1/9 Murder she wrote

While this article has hopefully proven just how diverse and phenomenal Lansbury’s 80-year career has been, it’s clear that the actress was best known and acclaimed internationally for her much-loved character Jessica Fletcher in Murder she wrote. After gradually mastering the murder mystery genre, Lansbury was sent the scripts for this classic TV series when Jean Stapleton (for whom the role was actually written) dropped out of the project – not offensive to Stapleton, but thank goodness, because the rest is history.

The show followed mystery author Jessica Fletcher as she becomes an amateur detective in the small Maine town of Cabot Cove (which apparently has more crime than anywhere else in the world). The incongruity of a sweet elderly woman who outsmarted both criminals and police with her creative imagination, wit and command of English was simply delightful and captivated audiences around the world. It is touching that Lansbury’s son directed 68 episodes of the show.

What seems like a small, cute premise actually became a cultural phenomenon due to Lansbury’s clever writing and impeccable execution, peaking at 40 million weekly viewers and, even by season 11, still reaching 25 million weekly.
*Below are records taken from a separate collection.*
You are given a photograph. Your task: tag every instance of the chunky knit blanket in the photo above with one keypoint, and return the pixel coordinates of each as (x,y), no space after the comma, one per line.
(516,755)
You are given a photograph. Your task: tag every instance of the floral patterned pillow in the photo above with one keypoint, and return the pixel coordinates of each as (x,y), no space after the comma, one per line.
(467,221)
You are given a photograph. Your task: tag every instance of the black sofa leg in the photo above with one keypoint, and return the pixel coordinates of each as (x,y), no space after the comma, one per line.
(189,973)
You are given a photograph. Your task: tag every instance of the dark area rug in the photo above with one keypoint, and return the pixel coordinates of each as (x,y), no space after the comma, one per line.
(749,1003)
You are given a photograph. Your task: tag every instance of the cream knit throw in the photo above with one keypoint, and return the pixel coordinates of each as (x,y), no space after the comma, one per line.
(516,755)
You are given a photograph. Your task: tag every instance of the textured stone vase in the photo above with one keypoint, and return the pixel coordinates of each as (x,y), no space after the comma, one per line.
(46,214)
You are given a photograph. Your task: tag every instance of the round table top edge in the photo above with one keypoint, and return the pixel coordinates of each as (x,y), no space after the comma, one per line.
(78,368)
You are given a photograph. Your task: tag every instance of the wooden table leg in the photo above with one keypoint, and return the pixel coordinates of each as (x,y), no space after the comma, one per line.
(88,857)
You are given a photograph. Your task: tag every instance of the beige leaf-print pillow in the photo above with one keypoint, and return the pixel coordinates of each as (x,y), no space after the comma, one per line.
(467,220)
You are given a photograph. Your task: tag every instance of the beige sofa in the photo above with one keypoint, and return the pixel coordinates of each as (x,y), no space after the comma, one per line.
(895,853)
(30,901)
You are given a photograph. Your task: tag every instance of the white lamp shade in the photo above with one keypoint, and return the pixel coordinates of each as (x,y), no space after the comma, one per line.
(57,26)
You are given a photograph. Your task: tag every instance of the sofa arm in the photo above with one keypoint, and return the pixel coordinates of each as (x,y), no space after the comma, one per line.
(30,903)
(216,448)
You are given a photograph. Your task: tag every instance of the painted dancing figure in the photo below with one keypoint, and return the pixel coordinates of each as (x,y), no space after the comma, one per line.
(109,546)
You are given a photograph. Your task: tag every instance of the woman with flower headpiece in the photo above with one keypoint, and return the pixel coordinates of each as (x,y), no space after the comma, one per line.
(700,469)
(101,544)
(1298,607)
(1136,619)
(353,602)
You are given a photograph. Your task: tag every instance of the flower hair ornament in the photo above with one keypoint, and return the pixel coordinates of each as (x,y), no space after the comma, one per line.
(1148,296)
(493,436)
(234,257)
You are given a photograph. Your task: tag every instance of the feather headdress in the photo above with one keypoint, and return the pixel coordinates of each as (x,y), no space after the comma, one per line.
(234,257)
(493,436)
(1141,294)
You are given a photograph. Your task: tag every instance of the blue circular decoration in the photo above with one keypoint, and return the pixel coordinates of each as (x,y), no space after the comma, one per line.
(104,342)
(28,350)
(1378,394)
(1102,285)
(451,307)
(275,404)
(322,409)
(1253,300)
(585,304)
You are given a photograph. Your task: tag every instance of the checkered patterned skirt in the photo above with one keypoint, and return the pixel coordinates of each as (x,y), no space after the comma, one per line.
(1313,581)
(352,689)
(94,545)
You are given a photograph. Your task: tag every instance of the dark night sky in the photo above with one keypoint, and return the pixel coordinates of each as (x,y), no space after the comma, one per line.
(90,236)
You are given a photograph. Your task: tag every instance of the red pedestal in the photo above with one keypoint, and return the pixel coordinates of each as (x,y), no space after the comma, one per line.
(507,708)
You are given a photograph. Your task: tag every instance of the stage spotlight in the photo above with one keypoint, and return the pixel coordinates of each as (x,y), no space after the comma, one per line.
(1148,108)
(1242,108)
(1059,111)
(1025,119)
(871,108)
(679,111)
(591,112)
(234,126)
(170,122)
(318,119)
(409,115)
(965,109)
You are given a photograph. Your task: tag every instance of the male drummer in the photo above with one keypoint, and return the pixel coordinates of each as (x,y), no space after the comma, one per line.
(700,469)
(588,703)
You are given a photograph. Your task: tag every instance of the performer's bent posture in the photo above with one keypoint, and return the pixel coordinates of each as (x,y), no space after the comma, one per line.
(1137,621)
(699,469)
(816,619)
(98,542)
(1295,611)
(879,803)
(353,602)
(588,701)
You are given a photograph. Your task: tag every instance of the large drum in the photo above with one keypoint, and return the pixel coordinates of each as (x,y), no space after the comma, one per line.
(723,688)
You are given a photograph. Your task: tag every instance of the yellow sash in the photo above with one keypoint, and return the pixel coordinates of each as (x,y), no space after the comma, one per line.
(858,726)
Murder she wrote was in the top ten most-watched TV shows for eight seasons, and even when it ended in 1996, it was popular enough to return for the next eight years with four wonderful TV movies, each drawing more than 10 million viewers live. Angela Lansbury earned her immortality here, and although she left this mortal spiral at age 96, she will always be part of our culture.